Further, in the case of a quartz base material, the heat melting temperature is inevitably high (1000 ° C. or higher), so that a metal coating with a high heat resistance is used, or an optical fiber as disclosed in Patent Document 3 is used. There is provided a coating agent composed of a borosiloxane resin, silicon dioxide, and an inorganic pigment that counteracts the drawbacks of the metal coating agent having a high initial transmission loss.
Japanese Patent No. 2660278 Japanese Utility Model Publication No. 4-40177 Utility Model Registration No. 2601718

  In the case of a multi-component glass material, it can be melted at a heating and melting temperature of less than 1000 ° C. without requiring a high temperature like a quartz glass material. However, since multi-component systems contain various oxide compounds, they are colored when the illuminance of the ultraviolet curing device is high, leading to a decrease in transmittance. In addition, in the two-layer coating, the integrated light amount of ultraviolet rays is doubled, and further, the transmittance decrease due to coloring is accelerated.

  In order to avoid such problems, if the illuminance of ultraviolet rays is set low, for example, the light arrival ratio near the interface between the light-shielding coating agent and the fiber preform decreases, and the coating agent is uncured or the outer periphery of the fiber There is a possibility that the covering power of the resin may be reduced.

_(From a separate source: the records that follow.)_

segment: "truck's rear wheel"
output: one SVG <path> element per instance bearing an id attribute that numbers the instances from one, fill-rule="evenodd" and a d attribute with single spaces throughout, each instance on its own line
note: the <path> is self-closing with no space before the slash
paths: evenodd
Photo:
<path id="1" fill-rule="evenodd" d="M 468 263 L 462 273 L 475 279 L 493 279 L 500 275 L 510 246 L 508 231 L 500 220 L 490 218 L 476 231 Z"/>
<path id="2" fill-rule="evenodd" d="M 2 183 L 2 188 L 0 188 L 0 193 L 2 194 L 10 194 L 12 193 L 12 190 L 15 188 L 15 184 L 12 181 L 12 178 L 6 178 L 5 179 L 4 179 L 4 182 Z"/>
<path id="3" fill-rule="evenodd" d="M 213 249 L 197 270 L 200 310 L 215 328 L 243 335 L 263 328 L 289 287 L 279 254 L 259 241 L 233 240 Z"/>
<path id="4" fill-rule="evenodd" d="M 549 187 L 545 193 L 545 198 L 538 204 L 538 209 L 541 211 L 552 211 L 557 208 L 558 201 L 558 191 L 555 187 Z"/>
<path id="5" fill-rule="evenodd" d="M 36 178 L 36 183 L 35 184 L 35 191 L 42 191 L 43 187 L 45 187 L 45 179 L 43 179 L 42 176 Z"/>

  The present invention was made to solve such a problem, and the object of the present invention is to reduce the transmittance of the fiber while ensuring the physical properties of the coating agent and improving the adhesion to the outer peripheral surface of the glass fiber. It is an object of the present invention to provide a fiber manufacturing method and a fiber that can prevent a decrease in flexibility and toughness of a coated fiber.

In order to solve the above-described problems, a fiber according to the present invention is formed by drawing a preform with the preform drawn in a state where the preform is heated and melted in a heating furnace, and coating the outer peripheral surface of the fiber preform before coating. And applying a light-shielding coating agent having at least one of ultraviolet light and visible light to the outer peripheral surface of the fiber preform and infrared curing by infrared rays, and curing the light-shielding coating agent in a curing furnace. A light-shielding coating agent layer is formed, and the light-shielding coating agent is irradiated with the light energy prior to the infrared ray to be temporarily cured, and after the light energy irradiation, the infrared ray is irradiated to be completely cured. It is characterized in that the light-shielding coating agent is more transparent than when the infrared light is irradiated first and the light energy is irradiated later .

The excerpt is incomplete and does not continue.